Whichever program you use, you’ll want an awesome result, which means you’ll need some basic skills to polish the file. Audio editors allow you to view the waveform of your sound file and select, cut, paste, or delete finite pieces. This is great for pulling out select tunes or removing non-musical noise. No one (including you) wants to listen to your six minutes of chanter diddling or drone tuning.
These programs also give you the ability to put some final shine on your recording. We’re all used to hearing quality audio these days and there is no reason you should settle for less with your personal tracks. Essentially all this takes is opening up the equalizer in the program and setting up a custom filter as a baseline. After that, you can make small adjustments until it is sounding pleasing to your ear. There is no hard and fast setting that is going to be perfect. Play around and experiment. The adjustments are different for just about every recording situation (and every audio player that is used). Even personal recordings under the same conditions but with different chanter/reed or drone reed combinations will not sound the same and require different adjustments to the final result. As good as the Zoom is, it can still produce a bit of harshness and throw off a certain amount of “tininess” in the raw recording. You’re shooting for clarity and realism. Running the raw audio file through an equalizer filter smooths out the sound a bit, and depending on the final mix you want, can bring out the drone sound as well and make it a bit more true to life. (The drones have a tendency to fade into the background and get drowned out by the chanter.) Extra effects such as (my favorite) a fade-in or fade-out, are easily added and adjusted for maximum awesomeness.

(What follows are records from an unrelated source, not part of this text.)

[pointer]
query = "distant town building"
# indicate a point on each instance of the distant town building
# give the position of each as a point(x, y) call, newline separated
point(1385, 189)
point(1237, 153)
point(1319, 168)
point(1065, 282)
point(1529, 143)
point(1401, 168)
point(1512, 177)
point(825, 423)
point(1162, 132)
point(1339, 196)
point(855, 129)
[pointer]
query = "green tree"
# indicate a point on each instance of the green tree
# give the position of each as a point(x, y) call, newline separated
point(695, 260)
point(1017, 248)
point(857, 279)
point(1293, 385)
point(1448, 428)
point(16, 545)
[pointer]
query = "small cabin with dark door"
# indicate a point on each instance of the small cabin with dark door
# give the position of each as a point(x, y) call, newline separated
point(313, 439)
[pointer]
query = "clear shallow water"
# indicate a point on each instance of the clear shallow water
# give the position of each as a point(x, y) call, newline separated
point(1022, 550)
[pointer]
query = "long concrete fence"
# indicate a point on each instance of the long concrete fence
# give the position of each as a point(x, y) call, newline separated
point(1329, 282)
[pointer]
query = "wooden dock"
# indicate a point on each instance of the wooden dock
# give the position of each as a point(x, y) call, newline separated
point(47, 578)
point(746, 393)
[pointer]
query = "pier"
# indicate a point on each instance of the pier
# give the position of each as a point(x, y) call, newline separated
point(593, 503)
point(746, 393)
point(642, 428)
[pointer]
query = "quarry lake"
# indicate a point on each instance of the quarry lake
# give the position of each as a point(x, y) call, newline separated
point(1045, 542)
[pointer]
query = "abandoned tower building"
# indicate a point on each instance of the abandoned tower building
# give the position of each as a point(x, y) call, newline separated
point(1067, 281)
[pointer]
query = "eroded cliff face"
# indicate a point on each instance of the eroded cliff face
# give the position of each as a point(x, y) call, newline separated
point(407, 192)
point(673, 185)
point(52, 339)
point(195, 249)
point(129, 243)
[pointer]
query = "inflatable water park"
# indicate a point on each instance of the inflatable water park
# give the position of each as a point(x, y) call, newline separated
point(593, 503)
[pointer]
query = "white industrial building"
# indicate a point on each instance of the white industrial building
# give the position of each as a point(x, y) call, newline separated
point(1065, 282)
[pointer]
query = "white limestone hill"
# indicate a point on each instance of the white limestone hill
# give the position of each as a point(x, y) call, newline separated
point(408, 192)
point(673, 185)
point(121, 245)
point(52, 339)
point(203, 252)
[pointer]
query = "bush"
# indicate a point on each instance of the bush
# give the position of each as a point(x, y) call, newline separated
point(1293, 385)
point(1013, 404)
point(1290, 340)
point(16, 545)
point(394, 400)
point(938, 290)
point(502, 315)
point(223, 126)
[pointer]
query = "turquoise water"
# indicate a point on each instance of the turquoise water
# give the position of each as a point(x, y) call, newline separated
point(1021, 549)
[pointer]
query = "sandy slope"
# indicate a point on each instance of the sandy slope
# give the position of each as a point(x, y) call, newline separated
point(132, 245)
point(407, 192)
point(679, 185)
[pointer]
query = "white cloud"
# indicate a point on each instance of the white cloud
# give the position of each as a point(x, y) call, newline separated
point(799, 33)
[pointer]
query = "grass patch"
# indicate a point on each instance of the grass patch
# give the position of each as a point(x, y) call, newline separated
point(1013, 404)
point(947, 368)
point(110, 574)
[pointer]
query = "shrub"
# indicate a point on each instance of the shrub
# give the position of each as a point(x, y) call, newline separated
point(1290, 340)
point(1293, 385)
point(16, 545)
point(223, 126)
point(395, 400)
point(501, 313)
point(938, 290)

For our bagpiping purposes, here are two programs that I’ve used to create great final recordings:
- Adobe Soundbooth. This program comes with Adobe Creative Suite 5 and earlier as well as a standalone program. Adobe stopped supporting this as of last year and replaced it with something far fancier but, the earlier versions are perfect for your needs. If you have access to Adobe CS or wish to purchase the program, you’ll have all the power of a professional mixing board at your fingertips. The program will convert the audio to any format you wish up to professional level quality. The list of preset equalizer filters is exhaustive but of no real use to the piper but program allows adjustments to the parametric curve of your sound file where you can get your ears dirty making really minute tweaks. If you feel like getting funky and running your piping through distortion effects and looping them into your rap mix though, you have everything you need! The program can also touch up the audio in video files as well, allowing you to overcome and minimize some of the inherent awfulness one hears in bagpiping video sound.

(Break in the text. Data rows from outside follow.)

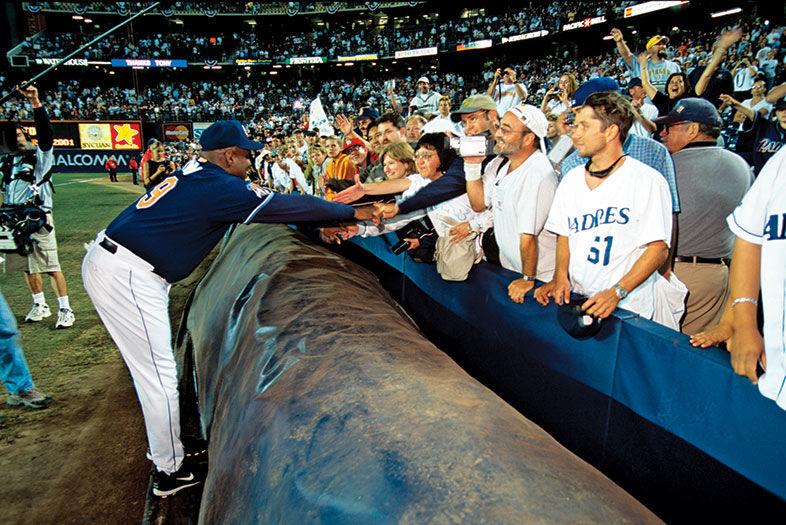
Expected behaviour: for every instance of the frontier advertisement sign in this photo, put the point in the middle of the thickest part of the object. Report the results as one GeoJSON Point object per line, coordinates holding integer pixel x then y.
{"type": "Point", "coordinates": [421, 52]}
{"type": "Point", "coordinates": [174, 131]}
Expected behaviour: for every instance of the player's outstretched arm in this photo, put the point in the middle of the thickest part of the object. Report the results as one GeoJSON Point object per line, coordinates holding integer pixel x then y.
{"type": "Point", "coordinates": [744, 282]}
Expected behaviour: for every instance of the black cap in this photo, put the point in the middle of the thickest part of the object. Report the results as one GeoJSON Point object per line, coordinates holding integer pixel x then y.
{"type": "Point", "coordinates": [692, 110]}
{"type": "Point", "coordinates": [577, 323]}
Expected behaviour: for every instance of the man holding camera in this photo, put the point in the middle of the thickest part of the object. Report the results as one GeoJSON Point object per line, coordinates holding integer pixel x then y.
{"type": "Point", "coordinates": [478, 114]}
{"type": "Point", "coordinates": [518, 186]}
{"type": "Point", "coordinates": [29, 178]}
{"type": "Point", "coordinates": [507, 93]}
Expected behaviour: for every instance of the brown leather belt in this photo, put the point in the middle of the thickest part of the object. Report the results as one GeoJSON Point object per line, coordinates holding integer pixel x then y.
{"type": "Point", "coordinates": [705, 260]}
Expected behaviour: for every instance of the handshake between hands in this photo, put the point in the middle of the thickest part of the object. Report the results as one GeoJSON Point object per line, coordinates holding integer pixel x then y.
{"type": "Point", "coordinates": [374, 212]}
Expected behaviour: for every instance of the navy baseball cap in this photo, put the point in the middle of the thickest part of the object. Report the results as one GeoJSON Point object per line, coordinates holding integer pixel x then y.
{"type": "Point", "coordinates": [692, 110]}
{"type": "Point", "coordinates": [225, 134]}
{"type": "Point", "coordinates": [593, 86]}
{"type": "Point", "coordinates": [635, 81]}
{"type": "Point", "coordinates": [577, 323]}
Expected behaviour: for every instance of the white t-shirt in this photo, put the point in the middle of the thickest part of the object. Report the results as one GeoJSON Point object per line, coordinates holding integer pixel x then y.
{"type": "Point", "coordinates": [761, 219]}
{"type": "Point", "coordinates": [743, 79]}
{"type": "Point", "coordinates": [608, 229]}
{"type": "Point", "coordinates": [520, 201]}
{"type": "Point", "coordinates": [506, 97]}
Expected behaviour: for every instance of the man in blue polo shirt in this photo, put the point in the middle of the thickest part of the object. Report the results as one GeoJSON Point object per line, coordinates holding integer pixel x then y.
{"type": "Point", "coordinates": [159, 240]}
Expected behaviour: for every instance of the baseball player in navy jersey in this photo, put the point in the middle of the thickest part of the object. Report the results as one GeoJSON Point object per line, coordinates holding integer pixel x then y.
{"type": "Point", "coordinates": [159, 240]}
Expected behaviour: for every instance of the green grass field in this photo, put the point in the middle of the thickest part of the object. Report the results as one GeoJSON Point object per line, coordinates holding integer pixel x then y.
{"type": "Point", "coordinates": [58, 359]}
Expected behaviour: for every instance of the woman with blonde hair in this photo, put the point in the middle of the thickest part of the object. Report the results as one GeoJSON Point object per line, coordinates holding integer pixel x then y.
{"type": "Point", "coordinates": [398, 161]}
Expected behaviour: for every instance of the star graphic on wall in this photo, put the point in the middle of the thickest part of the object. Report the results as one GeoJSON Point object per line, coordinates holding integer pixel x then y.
{"type": "Point", "coordinates": [125, 133]}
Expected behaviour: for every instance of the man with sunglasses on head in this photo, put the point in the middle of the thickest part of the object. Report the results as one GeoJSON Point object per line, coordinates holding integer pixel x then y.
{"type": "Point", "coordinates": [613, 220]}
{"type": "Point", "coordinates": [128, 275]}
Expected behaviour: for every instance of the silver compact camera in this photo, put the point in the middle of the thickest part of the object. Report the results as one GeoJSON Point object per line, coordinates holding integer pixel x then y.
{"type": "Point", "coordinates": [479, 146]}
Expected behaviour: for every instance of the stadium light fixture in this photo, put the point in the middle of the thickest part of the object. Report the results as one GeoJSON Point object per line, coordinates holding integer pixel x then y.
{"type": "Point", "coordinates": [733, 11]}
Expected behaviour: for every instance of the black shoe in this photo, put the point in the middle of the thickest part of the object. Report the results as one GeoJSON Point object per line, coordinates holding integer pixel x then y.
{"type": "Point", "coordinates": [167, 484]}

- Audacity. This freeware audio editor has been around forever and will do everything you need it to do. All the audio adjustments and format conversions can be done in this program. Where it falls short is in its ability to convert and/or read different audio codecs and its capability for really fine equalizer moves. But it excels when working with raw recordings needing minimal editing. And the price is right.

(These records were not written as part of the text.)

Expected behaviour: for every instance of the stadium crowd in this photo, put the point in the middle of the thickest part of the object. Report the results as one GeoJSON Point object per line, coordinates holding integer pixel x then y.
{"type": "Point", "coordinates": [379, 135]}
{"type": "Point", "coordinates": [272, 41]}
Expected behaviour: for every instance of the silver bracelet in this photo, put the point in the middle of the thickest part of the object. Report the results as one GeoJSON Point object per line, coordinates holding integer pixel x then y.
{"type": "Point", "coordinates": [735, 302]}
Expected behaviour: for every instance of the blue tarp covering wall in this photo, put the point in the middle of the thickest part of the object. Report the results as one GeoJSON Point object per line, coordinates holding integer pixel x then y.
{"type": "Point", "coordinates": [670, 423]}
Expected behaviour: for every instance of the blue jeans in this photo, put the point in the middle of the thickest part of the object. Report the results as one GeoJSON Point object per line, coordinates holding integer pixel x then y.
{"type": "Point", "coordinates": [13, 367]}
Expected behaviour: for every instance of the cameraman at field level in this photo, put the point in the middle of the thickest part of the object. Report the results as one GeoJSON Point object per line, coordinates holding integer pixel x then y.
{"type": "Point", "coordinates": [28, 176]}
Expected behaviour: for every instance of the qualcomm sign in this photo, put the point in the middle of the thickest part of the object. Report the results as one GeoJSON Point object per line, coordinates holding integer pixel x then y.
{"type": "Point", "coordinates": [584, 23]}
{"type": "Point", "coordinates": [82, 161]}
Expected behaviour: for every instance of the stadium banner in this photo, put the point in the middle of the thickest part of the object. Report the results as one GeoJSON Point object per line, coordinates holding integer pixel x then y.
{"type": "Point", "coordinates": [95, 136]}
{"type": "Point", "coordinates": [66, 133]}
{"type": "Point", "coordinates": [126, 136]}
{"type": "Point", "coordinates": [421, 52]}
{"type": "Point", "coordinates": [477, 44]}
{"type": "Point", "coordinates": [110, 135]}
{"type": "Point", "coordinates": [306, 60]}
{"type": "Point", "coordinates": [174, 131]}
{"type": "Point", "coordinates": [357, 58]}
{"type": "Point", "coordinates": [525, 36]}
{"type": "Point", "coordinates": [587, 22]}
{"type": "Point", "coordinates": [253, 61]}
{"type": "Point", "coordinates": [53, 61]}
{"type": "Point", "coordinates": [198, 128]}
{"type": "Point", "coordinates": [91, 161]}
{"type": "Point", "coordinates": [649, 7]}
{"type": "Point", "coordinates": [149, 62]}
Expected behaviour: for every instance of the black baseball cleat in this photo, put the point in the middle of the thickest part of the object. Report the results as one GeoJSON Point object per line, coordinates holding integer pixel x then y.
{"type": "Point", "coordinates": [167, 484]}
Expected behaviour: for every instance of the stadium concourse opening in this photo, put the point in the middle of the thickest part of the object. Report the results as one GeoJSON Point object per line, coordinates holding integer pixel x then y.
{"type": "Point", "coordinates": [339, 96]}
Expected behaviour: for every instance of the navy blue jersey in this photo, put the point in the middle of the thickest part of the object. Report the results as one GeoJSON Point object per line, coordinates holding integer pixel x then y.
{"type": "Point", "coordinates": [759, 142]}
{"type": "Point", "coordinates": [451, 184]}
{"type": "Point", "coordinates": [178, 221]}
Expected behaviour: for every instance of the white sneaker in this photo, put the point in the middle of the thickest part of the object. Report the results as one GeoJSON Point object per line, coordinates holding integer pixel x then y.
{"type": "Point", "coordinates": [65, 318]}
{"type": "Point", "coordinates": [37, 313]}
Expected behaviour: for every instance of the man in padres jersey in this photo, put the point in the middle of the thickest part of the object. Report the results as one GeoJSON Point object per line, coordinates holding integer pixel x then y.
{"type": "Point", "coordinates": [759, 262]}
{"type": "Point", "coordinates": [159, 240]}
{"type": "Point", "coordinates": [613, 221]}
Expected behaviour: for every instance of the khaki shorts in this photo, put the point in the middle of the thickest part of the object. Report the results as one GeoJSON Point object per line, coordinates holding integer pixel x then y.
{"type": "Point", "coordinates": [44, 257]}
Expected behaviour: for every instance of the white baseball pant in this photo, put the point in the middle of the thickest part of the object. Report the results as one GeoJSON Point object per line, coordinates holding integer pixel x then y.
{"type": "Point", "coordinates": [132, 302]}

Step 6: Save your file and listen. The final step is to save the newly edited file in your format and quality level of choice. Save the file as an mp3 at a bit level for a high quality personal CD or a low bit level for smaller files perfect for an email attachment and sharing. Create a custom playlist of your mp3s in your music player and listen, listen, listen. It is the only sure fire way to make sure those tracks will eventually truly sound like the “Worlds Greatest Pipers.”